Personally, with the little I know, I would think that you merely made an ambiguous promise, perhaps something more of an aspiration, and probably one that wouldn’t be considered binding on you.

But even if it rose to the level of a vow (and in your case it would be what would be termed as a “simple” as opposed to a “solemn” vow) then there is also good reason to think it would not be binding.

Why?

Because for a vow to be valid it needs to be given after full deliberation. There is certainly some question as to whether or not you were capable of the deliberation necessary at the age of 16.

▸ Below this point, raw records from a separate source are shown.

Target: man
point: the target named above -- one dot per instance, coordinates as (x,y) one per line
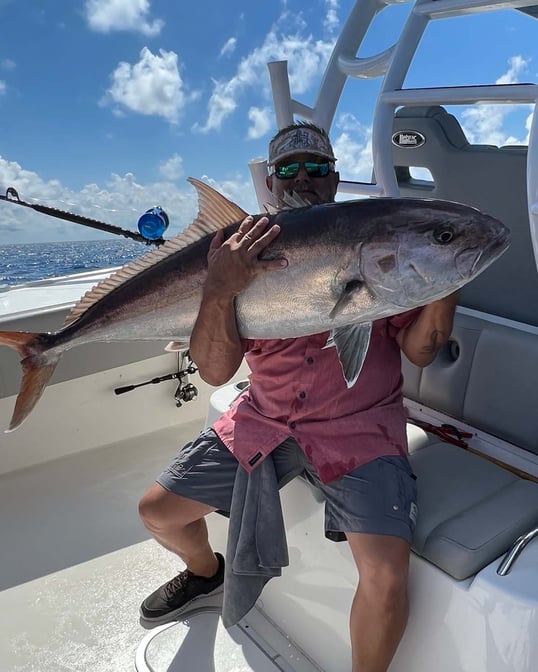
(350,443)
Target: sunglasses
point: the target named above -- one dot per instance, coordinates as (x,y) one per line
(313,169)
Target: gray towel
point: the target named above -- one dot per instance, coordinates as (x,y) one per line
(257,548)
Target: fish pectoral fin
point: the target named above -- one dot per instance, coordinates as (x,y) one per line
(350,289)
(176,346)
(351,344)
(34,380)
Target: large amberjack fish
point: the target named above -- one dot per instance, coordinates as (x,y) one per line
(348,263)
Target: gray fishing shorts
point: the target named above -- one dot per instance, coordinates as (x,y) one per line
(377,498)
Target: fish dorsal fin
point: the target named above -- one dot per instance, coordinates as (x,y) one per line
(286,202)
(215,212)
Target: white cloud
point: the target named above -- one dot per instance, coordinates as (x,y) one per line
(307,58)
(172,169)
(229,47)
(484,124)
(107,15)
(331,22)
(262,121)
(153,86)
(353,149)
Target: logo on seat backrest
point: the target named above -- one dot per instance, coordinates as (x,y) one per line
(408,139)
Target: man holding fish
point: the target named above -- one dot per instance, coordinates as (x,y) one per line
(347,439)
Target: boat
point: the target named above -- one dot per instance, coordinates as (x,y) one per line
(75,561)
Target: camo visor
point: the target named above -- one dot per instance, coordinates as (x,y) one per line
(300,140)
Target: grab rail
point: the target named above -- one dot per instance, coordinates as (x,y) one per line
(515,551)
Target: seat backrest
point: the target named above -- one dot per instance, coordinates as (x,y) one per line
(489,178)
(485,376)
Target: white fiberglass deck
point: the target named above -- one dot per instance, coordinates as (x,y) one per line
(75,563)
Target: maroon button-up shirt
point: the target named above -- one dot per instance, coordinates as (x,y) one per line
(297,389)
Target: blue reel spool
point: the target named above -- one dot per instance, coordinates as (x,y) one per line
(153,223)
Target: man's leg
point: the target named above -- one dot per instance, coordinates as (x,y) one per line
(178,524)
(200,480)
(375,506)
(380,606)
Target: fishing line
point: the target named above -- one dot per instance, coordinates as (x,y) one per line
(13,197)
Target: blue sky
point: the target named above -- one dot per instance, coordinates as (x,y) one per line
(107,106)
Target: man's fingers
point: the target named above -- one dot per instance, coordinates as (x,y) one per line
(260,240)
(217,240)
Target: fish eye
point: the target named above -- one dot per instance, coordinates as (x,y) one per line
(444,234)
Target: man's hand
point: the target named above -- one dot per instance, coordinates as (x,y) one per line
(232,264)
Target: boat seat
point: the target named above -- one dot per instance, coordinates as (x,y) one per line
(471,510)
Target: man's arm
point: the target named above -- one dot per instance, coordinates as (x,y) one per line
(421,340)
(215,344)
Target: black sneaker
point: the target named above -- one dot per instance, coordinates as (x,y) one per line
(176,596)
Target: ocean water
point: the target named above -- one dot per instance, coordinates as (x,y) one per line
(36,261)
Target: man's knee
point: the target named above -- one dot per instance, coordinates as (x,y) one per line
(383,564)
(160,509)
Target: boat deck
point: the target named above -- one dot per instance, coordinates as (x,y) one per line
(75,563)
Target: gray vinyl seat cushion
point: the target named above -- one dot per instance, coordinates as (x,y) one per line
(470,509)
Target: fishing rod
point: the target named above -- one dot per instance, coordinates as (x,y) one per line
(151,225)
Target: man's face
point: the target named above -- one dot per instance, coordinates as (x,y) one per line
(315,190)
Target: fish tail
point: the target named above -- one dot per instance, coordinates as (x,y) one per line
(36,372)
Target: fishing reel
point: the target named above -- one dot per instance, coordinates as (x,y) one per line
(185,391)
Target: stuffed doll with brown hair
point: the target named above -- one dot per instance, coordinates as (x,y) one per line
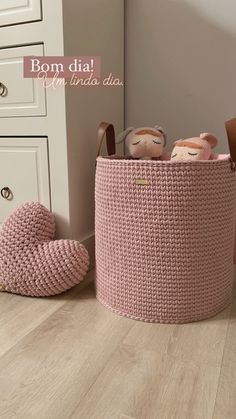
(196,148)
(144,143)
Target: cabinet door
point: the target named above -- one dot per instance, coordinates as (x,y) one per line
(22,96)
(24,171)
(19,11)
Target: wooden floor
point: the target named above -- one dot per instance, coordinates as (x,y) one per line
(68,357)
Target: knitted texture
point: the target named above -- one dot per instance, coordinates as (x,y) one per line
(164,238)
(31,263)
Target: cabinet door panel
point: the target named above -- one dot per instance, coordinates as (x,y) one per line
(22,96)
(24,171)
(19,11)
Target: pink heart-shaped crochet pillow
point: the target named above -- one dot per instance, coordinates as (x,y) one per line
(31,262)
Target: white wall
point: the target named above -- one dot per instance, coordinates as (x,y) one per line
(95,28)
(181,65)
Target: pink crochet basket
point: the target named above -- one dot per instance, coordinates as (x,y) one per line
(164,236)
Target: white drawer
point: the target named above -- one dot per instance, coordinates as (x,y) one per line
(22,96)
(24,170)
(19,11)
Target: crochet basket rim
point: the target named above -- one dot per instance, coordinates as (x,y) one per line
(118,159)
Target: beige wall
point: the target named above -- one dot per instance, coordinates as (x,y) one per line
(181,65)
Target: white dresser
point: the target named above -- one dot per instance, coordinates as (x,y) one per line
(47,136)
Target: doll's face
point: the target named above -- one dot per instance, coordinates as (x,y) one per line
(146,144)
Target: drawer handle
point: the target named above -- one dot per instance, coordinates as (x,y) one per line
(6,193)
(3,90)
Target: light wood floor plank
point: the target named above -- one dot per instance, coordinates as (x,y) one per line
(20,315)
(50,370)
(225,406)
(70,358)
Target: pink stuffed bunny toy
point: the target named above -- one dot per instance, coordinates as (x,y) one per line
(196,148)
(144,143)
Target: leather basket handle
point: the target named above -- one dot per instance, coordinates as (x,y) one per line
(106,129)
(231,134)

Also, for a vow to be valid, you need to have been free from any error which may have affected the reason for making the vow. For instance, if you were in fact in error 2 and half years ago about what kissing entails, or leads to, or the extent of the good which you would be giving up then it can be convincingly argued that your lack of knowledge renders the vow void.

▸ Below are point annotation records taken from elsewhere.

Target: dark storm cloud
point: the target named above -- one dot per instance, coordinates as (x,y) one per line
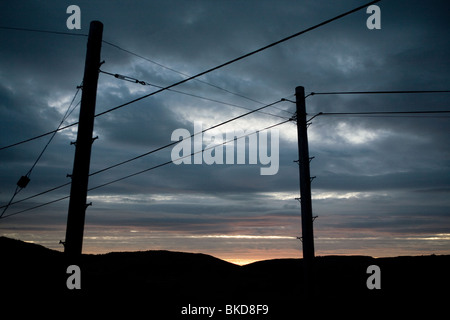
(378,157)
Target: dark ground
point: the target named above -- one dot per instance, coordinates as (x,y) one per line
(160,283)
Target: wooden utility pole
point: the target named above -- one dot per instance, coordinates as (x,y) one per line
(80,174)
(305,191)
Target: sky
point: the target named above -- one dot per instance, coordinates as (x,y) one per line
(382,181)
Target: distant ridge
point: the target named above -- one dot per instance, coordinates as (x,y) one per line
(177,278)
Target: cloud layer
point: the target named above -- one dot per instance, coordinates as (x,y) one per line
(383,181)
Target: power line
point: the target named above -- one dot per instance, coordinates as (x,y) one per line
(145,170)
(241,57)
(24,180)
(192,135)
(181,73)
(134,80)
(44,31)
(150,152)
(379,92)
(381,113)
(201,73)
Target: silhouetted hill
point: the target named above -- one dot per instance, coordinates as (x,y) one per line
(168,281)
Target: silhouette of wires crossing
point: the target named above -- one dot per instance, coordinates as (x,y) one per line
(152,151)
(194,76)
(24,180)
(141,171)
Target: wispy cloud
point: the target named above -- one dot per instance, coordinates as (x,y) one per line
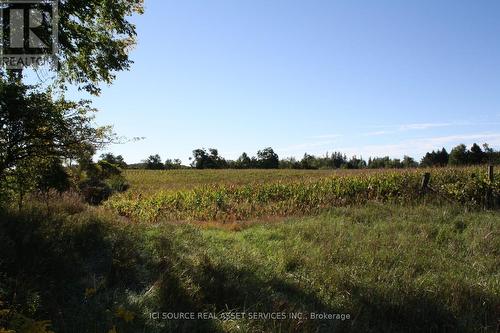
(424,126)
(418,147)
(409,127)
(327,136)
(304,146)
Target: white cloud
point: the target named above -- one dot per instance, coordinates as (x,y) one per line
(327,136)
(409,127)
(418,147)
(424,126)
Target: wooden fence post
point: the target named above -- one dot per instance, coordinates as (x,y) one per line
(489,192)
(425,182)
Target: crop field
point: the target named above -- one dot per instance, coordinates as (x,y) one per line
(370,247)
(232,195)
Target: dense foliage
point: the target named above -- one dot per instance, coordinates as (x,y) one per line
(234,203)
(392,269)
(268,159)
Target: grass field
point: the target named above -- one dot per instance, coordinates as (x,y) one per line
(232,195)
(390,268)
(368,247)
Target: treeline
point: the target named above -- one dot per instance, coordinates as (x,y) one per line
(268,159)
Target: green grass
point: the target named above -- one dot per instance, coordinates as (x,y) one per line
(254,194)
(147,181)
(392,268)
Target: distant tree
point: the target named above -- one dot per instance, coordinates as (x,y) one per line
(355,163)
(337,160)
(459,156)
(435,158)
(308,162)
(409,162)
(289,163)
(244,162)
(154,162)
(203,159)
(476,155)
(112,159)
(173,164)
(267,159)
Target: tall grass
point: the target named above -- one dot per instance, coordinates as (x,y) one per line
(391,268)
(285,197)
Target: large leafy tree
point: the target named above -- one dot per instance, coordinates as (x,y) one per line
(95,38)
(94,41)
(34,126)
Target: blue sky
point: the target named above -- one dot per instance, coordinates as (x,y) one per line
(370,78)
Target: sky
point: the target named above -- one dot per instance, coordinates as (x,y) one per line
(368,78)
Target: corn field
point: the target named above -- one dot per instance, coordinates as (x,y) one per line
(304,195)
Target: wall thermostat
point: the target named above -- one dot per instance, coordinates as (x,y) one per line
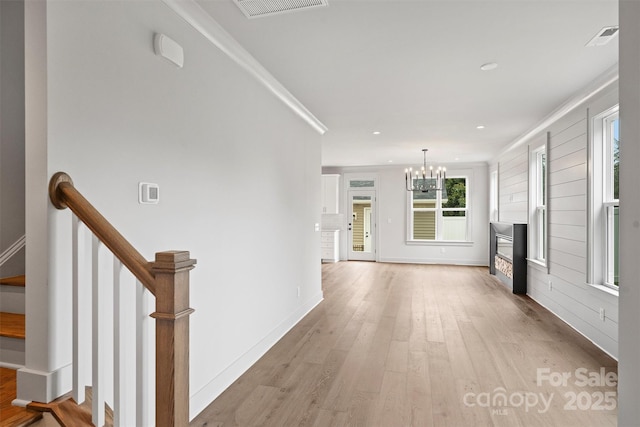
(148,193)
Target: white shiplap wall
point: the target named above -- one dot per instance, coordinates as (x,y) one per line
(562,288)
(513,170)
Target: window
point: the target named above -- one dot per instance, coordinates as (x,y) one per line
(440,215)
(604,161)
(493,197)
(538,205)
(611,202)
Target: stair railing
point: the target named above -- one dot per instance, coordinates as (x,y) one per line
(167,278)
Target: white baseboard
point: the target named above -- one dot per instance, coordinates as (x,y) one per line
(207,394)
(452,261)
(41,386)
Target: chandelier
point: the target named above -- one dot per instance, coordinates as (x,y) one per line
(419,181)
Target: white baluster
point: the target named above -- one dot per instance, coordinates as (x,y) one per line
(142,357)
(98,320)
(119,347)
(78,387)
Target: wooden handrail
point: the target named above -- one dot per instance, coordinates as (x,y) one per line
(167,277)
(64,195)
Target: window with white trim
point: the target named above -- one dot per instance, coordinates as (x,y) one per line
(440,215)
(611,203)
(493,197)
(538,205)
(605,201)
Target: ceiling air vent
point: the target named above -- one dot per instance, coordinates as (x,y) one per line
(258,8)
(603,37)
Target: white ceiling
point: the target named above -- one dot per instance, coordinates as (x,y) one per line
(411,70)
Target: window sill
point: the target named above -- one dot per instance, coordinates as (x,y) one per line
(439,243)
(605,289)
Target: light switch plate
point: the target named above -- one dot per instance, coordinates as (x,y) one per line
(148,193)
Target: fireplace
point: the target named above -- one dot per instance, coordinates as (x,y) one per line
(507,251)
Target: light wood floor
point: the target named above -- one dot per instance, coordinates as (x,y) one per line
(419,345)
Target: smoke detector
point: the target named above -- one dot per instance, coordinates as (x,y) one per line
(603,37)
(259,8)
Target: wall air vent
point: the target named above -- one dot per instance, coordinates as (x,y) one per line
(603,37)
(259,8)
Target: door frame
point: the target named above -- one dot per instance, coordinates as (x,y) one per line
(357,255)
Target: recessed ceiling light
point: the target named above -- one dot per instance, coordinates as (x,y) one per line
(489,66)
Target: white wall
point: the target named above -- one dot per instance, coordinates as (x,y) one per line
(12,172)
(629,366)
(392,218)
(218,144)
(570,297)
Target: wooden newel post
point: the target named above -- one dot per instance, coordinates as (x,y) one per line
(171,271)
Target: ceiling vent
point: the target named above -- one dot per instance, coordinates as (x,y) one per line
(258,8)
(603,37)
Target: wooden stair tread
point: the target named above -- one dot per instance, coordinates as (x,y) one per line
(12,325)
(66,411)
(13,281)
(69,414)
(14,416)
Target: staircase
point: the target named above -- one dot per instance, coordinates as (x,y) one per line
(12,352)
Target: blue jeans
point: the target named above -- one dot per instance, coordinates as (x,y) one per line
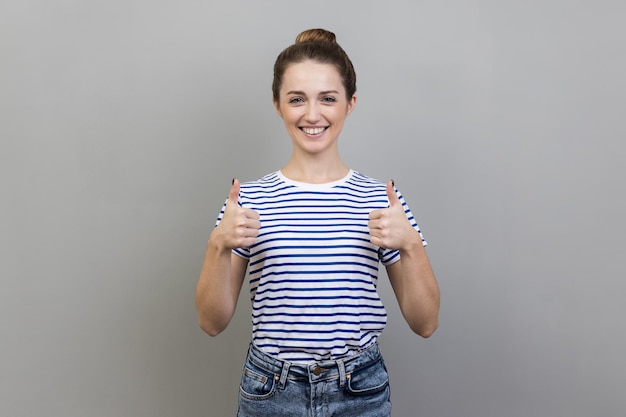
(355,386)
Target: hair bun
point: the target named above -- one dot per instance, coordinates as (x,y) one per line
(316,35)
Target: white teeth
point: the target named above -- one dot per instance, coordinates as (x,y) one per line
(313,131)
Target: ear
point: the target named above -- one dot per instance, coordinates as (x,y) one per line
(277,108)
(351,104)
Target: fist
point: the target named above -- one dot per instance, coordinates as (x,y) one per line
(390,228)
(239,226)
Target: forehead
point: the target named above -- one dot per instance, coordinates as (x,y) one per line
(310,76)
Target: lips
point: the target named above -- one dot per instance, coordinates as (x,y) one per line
(313,130)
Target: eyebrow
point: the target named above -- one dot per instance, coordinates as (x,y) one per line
(301,93)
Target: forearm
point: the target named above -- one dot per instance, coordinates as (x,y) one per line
(217,290)
(417,291)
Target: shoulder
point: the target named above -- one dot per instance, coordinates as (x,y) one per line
(365,182)
(266,185)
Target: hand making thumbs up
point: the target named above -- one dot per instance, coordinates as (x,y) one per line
(390,228)
(239,226)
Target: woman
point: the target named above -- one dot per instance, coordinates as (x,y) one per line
(312,235)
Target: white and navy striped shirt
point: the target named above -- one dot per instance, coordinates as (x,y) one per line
(313,270)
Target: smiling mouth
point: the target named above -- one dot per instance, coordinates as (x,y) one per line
(313,130)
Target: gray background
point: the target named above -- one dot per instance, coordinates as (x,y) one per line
(122,124)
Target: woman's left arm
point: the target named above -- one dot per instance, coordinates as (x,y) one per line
(412,277)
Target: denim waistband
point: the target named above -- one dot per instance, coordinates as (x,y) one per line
(315,371)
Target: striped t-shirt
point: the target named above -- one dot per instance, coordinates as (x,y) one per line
(313,270)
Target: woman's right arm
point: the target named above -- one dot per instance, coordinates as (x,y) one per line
(223,272)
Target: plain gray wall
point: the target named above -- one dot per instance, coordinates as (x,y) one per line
(122,124)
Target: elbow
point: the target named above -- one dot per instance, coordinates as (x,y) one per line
(425,330)
(210,328)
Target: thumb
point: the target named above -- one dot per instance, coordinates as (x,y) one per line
(391,194)
(233,195)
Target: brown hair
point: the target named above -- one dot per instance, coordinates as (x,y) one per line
(317,45)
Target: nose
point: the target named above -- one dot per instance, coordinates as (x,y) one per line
(312,112)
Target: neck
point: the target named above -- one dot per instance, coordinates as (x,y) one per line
(315,171)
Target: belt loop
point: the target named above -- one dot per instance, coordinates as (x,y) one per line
(283,375)
(342,373)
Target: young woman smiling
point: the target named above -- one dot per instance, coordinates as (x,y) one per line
(311,237)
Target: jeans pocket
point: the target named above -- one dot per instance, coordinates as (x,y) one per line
(257,383)
(369,380)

And, even if it was a valid vow (which again, I think unlikely) it still could be dispensed with. There is even a canon law on this topic:

So, it looks like under canon law (although I am not a canon lawyer) your vow (if it was indeed a valid vow) would have been a private, simple vow. And those kinds of vows can be dispensed with by your parish priest (who has been given the charge to care for your soul).

In summary:
  1. Have courage!
  2. It can be argued it wasn’t a vow, and therefore not binding as such.
  3. If it was a vow, it can be argued that it did not fulfill the conditions of a valid vow, namely full deliberation.
  4. Even if a vow, with full deliberation, it can be argued that it was not free from error, and thereby nullifying it.
  5. Even if a vow, with full deliberation, and otherwise valid, it could only be a private simple vow, which can be dispensed from by your parish priest.
I offer these comments to you in the hope that it will at least alleviate any fear or despair that you have. They are purely speculative on my part since I don’t have the training or education to really address this topic, nor the knowedge of your particular situation. So take it for what its worth: the 2 cents of random stranger.

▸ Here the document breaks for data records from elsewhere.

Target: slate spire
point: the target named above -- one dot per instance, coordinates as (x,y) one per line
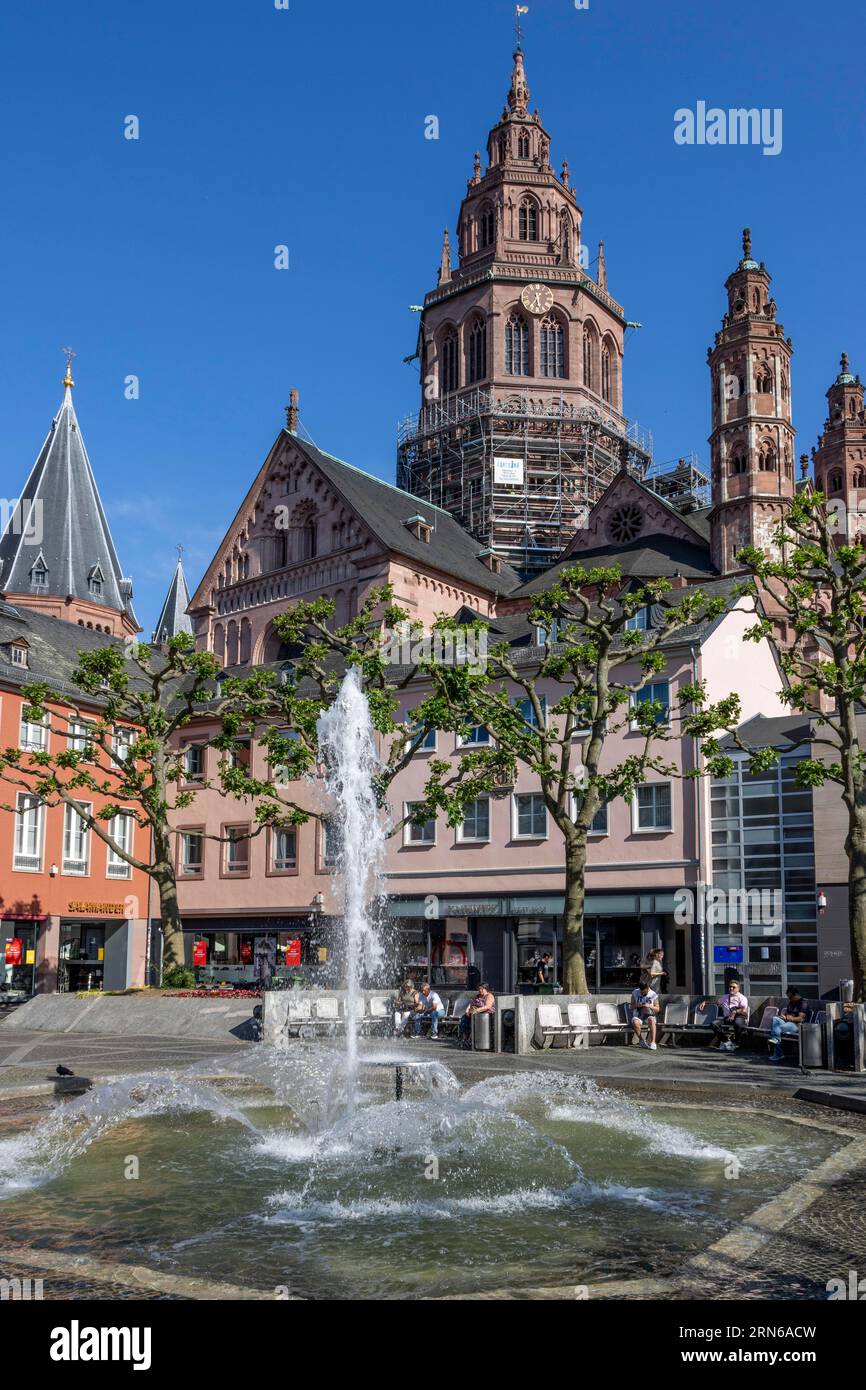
(174,617)
(56,552)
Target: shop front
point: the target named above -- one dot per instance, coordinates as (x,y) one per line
(18,943)
(515,941)
(291,951)
(95,945)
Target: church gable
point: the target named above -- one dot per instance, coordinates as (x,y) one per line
(624,513)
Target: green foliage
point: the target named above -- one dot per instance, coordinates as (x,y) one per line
(178,977)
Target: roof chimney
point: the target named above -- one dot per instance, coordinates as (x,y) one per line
(292,413)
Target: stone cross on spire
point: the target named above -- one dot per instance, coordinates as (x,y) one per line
(519,92)
(445,262)
(67,380)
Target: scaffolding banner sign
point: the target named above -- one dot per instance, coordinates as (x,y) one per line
(508,470)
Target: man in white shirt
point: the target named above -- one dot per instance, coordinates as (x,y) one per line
(734,1019)
(644,1012)
(430,1005)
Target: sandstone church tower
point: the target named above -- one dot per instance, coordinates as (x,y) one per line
(752,439)
(840,458)
(520,356)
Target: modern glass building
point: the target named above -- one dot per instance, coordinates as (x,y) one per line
(763,859)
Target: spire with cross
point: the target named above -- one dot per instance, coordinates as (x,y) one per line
(67,380)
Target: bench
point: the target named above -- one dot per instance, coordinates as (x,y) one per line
(551,1030)
(676,1023)
(549,1027)
(455,1008)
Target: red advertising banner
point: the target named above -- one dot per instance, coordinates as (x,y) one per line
(13,951)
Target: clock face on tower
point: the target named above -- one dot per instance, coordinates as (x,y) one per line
(537,299)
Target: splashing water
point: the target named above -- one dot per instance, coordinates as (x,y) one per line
(348,748)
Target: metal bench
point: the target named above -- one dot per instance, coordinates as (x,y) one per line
(613,1019)
(585,1027)
(549,1027)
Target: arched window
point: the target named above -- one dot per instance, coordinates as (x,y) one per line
(516,346)
(552,348)
(477,350)
(528,221)
(277,552)
(487,227)
(606,377)
(449,362)
(231,644)
(590,359)
(307,537)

But there is someone who does have the training and education to deal with it: your parish priest! 👍 Call him and make an appointment.

God bless,
VC
Thank you so much. That makes so much sense and you backed up your response well. You should be a canon lawyer. For the record though, I think I was 17. I turned 19 this summer, and I didn’t make it during my first year of uni when i was 18…so it must have been in high school when I was 17…or 16…

But thank you. Such a logical answer. I like logical-ness. 😉
 
I just want to say that i agree with the othr posters; talk to a priest about it, but something tells me you are not under some special promise.
 
I would guess that there are many people who make promises to God without thinking much of it after a while. At least you chose to make your promise as a vow and my guess is you were primarily interested in being chaste and waiting until marriage (basically being a good Catholic) more so than just not kissing. That’s a good thing and just keep that promise. So in my opinion doon’t worry about the promise ando feel free to kiss if it doesn’t lead to anything else. The probable more common situation people do is the conditional promise where just give me this or that and I will do… Then the situation becomes a lot worse than yours as that one bible story brought up earlier suggests.
 
Just remember kiddo, there are kisses and than there are kisses. Chaste kisses and what we used to call French Kisses. Some kisses, unless you are married, can lead to more trouble than you need.
 
This is really scary guys. It is like I made the ultimate mistake. I feel like I did totally the wrong thing. Am I trapped now? If I kiss my boyfriend, will our relationship go bad, too? Why would God punish me?
You are young. Such rash promises are not binding. God will not punish you.
 
Such rash promises are not binding. God will not punish you.
Is that an infallible statement?

(Note: By my comment I mean not to judge the OP in anyway on this matter, I just find it dangerous when people make comments such as these.)